3. Give credit for body areas and organ systems when counting documented exam elements under the 1995 guidelines for the first three exam levels (problem- focused, expanded problem-focused, and detailed). Exams of body areas, such as the head or neck, can generate more than one system exam, so watch for these details in the notes, Spaulding says.
For instance, if the cardiologist examines the neck (a designated body area), he may document JVD as in the sample chart, which indicates an examination of the body area "neck." He may also detect and document enlarged lymph nodes, which would indicate a lymphatic/ immunologic system exam. In this case, the neck exam could produce two exam elements (that is, neck and hematologic/lymphatic/immunologic system), which would raise the exam level.
4. Count systems but not body areas for the comprehensive exam. The 1995 guidelines state, "The medical record for a general multisystem examination should include findings about eight or more of the 12 organ systems." So you should look for at least eight system exams in the notes to assign a comprehensive exam under this guideline set. You would not count body areas under these guidelines because the definition specifies organ systems only, coding experts say.
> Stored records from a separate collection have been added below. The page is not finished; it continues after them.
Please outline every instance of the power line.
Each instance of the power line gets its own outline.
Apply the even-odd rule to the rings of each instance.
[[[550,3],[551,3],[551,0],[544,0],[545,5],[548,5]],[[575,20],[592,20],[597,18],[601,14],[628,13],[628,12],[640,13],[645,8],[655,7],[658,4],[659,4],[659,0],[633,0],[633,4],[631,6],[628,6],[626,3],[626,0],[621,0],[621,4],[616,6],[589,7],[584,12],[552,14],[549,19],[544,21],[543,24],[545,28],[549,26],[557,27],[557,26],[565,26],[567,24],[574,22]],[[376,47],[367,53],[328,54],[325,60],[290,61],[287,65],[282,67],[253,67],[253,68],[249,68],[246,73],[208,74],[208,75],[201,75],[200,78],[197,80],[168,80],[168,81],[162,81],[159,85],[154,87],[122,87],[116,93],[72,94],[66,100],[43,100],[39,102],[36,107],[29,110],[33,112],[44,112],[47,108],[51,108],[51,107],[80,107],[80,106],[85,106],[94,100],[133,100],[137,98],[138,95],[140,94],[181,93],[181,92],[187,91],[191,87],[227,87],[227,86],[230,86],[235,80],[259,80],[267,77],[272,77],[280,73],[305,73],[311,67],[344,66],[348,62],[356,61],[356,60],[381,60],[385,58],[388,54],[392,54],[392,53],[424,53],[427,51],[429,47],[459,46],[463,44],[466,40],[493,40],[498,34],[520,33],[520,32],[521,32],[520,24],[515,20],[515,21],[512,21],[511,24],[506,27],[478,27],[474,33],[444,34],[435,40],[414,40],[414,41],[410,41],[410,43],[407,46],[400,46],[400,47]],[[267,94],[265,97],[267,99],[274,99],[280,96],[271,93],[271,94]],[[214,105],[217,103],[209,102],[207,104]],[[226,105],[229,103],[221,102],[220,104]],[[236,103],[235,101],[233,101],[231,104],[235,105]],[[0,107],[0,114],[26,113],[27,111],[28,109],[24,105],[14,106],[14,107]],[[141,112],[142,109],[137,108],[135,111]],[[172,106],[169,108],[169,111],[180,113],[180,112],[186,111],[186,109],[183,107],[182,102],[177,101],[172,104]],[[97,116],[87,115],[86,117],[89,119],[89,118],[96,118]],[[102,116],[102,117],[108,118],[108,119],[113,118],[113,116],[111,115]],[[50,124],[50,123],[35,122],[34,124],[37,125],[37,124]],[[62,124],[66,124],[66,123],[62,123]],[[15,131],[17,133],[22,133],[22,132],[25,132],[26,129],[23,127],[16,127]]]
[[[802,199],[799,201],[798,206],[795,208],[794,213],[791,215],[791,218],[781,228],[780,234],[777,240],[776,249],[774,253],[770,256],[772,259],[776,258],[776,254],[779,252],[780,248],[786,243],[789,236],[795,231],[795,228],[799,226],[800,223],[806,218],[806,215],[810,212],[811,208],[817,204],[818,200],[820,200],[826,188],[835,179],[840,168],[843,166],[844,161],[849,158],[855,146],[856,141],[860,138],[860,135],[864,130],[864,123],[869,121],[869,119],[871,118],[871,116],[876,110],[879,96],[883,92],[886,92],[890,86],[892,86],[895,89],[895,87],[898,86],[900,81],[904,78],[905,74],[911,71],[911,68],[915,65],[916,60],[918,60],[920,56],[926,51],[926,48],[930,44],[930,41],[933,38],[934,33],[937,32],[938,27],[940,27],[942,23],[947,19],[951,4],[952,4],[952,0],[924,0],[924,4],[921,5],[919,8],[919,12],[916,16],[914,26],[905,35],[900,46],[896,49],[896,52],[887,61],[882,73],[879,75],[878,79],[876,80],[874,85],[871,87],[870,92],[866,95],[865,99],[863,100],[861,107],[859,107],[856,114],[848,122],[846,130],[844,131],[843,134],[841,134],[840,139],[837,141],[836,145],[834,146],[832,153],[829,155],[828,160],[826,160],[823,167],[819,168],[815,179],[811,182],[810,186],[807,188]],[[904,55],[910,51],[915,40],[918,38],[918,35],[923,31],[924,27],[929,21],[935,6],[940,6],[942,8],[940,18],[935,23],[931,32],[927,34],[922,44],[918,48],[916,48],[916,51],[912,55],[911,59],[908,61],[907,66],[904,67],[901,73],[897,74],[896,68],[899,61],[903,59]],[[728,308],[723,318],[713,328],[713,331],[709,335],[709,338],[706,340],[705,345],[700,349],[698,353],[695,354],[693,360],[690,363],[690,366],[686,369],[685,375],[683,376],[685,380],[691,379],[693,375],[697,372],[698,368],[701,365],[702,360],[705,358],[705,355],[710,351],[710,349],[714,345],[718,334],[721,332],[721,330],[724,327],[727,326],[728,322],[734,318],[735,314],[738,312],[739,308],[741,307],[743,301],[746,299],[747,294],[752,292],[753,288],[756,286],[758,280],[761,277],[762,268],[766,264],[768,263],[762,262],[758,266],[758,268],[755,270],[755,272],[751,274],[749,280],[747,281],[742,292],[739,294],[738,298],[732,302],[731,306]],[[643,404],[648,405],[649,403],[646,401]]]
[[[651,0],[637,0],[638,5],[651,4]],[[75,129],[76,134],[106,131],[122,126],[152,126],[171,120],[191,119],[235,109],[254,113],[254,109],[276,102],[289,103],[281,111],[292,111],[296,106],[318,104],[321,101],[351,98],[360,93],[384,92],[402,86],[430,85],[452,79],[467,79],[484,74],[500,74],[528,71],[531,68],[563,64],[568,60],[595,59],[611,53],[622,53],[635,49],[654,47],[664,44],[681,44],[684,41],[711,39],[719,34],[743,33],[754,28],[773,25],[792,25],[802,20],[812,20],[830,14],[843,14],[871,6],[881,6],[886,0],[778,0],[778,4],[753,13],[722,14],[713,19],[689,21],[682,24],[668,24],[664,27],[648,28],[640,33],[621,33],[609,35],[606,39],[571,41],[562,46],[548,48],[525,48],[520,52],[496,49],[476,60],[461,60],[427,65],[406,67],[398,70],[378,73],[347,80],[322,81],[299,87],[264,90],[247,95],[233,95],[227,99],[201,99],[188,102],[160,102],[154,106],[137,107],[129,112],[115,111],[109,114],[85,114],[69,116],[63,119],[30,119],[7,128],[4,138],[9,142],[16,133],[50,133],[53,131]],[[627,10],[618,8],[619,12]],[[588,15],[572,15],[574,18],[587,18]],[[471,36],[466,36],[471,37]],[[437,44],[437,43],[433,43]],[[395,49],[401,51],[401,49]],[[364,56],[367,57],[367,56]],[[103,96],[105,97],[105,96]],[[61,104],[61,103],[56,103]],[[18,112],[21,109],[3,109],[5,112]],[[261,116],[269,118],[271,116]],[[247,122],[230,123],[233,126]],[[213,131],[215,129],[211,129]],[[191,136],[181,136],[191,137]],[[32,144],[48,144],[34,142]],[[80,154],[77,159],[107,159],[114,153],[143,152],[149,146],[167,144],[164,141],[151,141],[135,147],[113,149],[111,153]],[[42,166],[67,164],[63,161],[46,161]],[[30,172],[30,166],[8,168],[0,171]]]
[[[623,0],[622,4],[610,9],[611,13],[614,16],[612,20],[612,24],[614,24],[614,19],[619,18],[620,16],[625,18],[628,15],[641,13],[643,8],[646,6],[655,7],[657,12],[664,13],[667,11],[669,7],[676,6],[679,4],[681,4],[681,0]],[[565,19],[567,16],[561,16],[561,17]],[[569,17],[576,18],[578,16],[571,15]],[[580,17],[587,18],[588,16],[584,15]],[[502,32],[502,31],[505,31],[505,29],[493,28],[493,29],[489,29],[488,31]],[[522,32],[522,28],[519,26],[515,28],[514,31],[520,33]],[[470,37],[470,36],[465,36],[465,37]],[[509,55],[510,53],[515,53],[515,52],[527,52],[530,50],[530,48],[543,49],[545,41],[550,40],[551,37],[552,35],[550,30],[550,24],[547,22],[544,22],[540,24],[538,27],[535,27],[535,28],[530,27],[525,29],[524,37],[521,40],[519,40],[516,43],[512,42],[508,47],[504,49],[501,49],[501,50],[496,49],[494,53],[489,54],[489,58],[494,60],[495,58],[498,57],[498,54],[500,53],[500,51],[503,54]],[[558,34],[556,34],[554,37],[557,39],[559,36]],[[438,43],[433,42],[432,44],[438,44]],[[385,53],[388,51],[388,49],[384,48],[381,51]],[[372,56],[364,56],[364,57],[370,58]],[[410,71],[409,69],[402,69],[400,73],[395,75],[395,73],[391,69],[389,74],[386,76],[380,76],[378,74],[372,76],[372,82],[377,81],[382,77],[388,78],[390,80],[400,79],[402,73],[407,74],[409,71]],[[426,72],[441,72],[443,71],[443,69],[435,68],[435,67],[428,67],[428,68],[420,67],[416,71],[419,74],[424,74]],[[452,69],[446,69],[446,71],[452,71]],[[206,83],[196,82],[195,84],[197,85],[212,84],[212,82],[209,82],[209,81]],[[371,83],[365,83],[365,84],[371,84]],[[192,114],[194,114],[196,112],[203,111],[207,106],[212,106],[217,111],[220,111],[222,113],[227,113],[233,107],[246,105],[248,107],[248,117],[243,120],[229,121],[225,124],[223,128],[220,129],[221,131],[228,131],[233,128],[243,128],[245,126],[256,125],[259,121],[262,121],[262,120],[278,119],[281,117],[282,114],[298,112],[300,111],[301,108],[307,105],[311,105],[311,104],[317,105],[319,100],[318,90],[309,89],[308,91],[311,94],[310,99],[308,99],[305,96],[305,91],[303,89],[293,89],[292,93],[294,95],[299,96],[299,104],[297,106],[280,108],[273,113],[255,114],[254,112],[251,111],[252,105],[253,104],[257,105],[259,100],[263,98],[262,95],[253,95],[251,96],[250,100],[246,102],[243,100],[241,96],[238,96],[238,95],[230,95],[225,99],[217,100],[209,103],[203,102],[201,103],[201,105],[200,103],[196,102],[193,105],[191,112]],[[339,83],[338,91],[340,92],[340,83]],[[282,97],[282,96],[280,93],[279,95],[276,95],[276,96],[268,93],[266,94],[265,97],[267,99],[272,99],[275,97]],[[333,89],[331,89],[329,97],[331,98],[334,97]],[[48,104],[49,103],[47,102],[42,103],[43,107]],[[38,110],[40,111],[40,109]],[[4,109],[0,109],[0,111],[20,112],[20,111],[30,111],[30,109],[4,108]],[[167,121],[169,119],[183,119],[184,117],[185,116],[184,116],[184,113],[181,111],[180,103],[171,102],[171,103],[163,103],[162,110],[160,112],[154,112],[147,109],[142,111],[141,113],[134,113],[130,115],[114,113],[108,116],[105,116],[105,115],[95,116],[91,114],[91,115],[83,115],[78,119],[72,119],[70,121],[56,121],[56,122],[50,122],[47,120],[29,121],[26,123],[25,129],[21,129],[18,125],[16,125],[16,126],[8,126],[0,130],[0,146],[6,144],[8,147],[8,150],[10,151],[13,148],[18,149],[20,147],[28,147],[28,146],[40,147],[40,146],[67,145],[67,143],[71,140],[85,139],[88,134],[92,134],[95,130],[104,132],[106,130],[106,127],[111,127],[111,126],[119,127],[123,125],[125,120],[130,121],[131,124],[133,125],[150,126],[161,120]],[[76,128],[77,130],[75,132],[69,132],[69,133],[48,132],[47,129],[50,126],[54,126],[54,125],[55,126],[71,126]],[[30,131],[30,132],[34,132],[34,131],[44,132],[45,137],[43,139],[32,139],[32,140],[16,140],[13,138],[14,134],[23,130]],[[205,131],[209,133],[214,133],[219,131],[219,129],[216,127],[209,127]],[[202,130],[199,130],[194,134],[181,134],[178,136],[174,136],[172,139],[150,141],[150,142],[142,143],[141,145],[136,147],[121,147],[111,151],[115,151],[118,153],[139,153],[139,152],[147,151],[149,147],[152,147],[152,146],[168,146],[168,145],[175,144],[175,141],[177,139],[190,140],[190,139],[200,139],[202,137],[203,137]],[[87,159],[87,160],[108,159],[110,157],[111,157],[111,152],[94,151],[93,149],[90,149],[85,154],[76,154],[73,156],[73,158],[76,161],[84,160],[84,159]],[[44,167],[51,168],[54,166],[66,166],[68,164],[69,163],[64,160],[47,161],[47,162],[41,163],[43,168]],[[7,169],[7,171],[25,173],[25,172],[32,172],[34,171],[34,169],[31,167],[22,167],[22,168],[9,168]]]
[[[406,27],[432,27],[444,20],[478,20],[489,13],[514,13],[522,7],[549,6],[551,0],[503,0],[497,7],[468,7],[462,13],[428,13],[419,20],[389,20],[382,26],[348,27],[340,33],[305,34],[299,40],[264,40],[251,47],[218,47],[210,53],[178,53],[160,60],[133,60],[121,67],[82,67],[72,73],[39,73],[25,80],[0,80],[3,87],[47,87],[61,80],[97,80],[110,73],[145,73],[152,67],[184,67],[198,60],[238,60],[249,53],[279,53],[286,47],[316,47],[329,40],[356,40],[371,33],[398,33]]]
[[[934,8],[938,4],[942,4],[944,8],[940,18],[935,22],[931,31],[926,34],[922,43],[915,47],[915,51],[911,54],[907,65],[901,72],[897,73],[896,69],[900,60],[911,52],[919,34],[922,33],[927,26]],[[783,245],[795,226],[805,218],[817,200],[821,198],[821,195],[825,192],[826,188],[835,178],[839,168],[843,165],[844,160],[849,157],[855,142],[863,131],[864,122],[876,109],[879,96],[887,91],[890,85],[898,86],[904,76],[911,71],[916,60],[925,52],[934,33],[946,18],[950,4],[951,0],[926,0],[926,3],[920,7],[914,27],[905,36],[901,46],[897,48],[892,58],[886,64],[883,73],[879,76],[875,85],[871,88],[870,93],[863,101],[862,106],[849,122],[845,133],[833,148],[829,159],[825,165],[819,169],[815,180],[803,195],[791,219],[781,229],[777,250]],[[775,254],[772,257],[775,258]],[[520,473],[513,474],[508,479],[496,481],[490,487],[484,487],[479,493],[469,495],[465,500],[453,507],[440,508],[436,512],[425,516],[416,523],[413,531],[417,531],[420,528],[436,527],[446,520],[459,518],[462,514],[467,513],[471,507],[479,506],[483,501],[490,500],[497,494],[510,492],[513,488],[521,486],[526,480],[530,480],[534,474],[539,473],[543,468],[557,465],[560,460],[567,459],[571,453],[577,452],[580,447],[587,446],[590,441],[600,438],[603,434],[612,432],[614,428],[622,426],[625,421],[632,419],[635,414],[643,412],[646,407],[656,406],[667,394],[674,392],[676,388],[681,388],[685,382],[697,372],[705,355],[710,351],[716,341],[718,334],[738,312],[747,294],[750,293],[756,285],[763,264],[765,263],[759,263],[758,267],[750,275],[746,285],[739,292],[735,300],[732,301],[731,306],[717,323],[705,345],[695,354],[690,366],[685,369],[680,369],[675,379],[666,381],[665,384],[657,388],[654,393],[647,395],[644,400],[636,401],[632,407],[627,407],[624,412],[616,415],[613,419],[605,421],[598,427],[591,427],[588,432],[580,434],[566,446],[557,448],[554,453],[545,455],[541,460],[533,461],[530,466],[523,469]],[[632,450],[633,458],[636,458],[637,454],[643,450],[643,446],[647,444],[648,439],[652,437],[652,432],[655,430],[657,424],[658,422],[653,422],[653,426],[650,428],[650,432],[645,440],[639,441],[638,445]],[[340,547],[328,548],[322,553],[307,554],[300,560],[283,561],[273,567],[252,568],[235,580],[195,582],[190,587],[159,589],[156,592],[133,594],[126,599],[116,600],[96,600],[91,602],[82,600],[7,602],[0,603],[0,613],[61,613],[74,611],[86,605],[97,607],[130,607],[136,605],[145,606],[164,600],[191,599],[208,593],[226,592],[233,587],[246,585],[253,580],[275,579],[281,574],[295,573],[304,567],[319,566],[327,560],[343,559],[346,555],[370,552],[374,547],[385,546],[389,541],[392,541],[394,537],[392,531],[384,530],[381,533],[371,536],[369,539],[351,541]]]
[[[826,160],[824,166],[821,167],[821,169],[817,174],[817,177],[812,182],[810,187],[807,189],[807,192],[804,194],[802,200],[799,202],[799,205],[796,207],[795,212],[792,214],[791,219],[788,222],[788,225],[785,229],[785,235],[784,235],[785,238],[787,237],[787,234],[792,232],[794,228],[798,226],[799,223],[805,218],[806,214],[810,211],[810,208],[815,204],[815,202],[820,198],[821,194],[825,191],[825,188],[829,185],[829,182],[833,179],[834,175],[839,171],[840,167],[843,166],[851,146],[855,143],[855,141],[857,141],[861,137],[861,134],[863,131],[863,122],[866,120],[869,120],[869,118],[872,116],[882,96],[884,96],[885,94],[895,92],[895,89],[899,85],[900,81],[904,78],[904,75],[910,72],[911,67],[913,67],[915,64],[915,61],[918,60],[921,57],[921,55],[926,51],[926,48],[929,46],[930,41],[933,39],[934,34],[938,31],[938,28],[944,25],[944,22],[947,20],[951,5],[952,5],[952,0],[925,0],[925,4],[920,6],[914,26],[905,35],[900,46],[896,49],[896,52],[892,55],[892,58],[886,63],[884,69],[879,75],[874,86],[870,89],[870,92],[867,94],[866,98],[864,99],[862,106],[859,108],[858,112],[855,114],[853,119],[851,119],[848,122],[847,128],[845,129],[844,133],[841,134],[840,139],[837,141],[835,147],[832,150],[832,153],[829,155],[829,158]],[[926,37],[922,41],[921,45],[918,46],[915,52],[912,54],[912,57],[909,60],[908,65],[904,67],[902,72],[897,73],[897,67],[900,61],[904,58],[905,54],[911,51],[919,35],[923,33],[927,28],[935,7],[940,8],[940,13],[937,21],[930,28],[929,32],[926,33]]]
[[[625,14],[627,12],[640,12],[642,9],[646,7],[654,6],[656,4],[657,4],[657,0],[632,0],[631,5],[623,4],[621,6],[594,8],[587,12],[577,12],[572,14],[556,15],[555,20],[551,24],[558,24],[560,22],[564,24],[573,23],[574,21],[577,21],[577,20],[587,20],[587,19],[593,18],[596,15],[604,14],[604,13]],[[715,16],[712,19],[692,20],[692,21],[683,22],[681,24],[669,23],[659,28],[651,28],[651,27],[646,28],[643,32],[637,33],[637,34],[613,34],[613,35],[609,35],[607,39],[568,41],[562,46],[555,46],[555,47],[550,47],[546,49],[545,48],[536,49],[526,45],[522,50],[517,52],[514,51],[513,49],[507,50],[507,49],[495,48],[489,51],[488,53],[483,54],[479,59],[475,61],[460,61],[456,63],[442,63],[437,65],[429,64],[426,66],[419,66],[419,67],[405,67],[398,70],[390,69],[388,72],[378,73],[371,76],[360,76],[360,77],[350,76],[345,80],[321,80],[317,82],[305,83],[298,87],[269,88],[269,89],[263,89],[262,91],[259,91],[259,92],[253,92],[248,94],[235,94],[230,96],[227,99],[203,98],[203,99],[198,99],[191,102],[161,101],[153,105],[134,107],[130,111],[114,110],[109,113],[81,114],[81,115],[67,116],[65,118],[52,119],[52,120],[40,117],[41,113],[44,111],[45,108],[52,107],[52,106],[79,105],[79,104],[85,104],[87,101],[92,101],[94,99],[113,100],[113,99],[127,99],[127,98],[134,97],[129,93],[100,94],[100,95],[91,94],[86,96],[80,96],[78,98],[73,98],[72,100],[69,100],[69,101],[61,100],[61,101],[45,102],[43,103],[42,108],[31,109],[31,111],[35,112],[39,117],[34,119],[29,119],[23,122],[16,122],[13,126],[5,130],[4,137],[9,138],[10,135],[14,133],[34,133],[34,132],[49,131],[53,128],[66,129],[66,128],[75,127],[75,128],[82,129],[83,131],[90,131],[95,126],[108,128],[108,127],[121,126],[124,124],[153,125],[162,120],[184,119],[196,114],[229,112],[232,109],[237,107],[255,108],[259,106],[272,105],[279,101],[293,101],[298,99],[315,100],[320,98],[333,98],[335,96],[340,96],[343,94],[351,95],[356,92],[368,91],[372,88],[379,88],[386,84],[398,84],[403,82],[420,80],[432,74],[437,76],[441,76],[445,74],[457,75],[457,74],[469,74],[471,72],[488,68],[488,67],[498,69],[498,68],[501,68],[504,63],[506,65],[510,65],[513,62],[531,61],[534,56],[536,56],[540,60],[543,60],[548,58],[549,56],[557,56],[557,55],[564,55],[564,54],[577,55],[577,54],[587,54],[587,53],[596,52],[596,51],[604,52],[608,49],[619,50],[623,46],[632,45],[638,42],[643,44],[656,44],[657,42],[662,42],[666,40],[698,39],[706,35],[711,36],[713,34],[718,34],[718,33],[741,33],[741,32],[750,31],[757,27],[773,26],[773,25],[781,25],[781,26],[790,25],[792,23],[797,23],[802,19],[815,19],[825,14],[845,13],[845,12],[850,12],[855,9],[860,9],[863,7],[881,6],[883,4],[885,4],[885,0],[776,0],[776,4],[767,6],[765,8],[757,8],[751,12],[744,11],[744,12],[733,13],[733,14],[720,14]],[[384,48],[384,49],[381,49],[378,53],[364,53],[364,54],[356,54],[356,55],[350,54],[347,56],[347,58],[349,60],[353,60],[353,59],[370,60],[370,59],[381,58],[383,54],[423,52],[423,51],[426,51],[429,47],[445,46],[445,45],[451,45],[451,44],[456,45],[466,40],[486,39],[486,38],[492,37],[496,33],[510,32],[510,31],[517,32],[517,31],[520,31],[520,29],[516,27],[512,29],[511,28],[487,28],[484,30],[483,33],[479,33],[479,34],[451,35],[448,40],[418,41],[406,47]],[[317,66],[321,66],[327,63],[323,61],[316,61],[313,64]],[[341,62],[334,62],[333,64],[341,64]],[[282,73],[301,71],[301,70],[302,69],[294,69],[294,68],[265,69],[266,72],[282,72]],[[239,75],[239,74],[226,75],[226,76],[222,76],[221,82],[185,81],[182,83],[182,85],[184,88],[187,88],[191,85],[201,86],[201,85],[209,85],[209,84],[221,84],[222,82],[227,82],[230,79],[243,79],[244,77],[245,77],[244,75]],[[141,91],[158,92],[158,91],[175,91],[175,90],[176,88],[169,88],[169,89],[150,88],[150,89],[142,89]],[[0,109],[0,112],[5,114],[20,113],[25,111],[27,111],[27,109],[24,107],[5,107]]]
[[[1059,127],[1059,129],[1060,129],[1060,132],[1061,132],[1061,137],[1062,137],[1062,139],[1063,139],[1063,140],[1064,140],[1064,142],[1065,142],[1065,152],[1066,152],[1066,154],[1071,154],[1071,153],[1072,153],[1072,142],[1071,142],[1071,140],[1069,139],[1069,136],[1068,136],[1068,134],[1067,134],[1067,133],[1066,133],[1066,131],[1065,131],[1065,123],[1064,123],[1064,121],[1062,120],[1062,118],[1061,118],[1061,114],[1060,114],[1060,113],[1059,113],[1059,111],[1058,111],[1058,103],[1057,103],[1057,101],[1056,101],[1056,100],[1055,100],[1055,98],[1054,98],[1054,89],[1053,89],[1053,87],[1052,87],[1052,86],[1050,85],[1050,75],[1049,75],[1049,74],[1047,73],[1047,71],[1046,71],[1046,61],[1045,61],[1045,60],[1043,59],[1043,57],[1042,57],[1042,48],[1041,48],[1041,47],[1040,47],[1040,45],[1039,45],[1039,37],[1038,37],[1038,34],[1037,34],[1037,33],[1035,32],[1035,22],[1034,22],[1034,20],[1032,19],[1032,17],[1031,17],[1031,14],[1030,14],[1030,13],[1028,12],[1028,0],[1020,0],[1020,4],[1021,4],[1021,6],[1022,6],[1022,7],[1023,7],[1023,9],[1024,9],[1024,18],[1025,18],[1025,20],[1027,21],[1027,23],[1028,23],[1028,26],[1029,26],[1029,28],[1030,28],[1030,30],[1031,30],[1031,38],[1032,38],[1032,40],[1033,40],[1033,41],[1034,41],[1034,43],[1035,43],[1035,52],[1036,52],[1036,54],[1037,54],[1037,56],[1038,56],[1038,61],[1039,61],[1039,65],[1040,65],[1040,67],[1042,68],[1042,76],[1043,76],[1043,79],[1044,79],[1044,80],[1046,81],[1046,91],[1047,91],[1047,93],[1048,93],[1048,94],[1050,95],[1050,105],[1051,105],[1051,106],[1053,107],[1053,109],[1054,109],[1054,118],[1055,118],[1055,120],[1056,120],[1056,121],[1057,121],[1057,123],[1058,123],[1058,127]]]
Moreover, the 1995 guidelines reference a "complete examination of a single organ system" without further defining this standard. Frustration over this vague description triggered development of the 1997 guidelines, coding sources say.
"For a comprehensive exam, I look for several systems, with detail in more than one, and as much information as possible in the system of focus," Callaway says. "I find that in cardiology, the comprehensive exam for most physicians is actually the eight-system multi-system exam."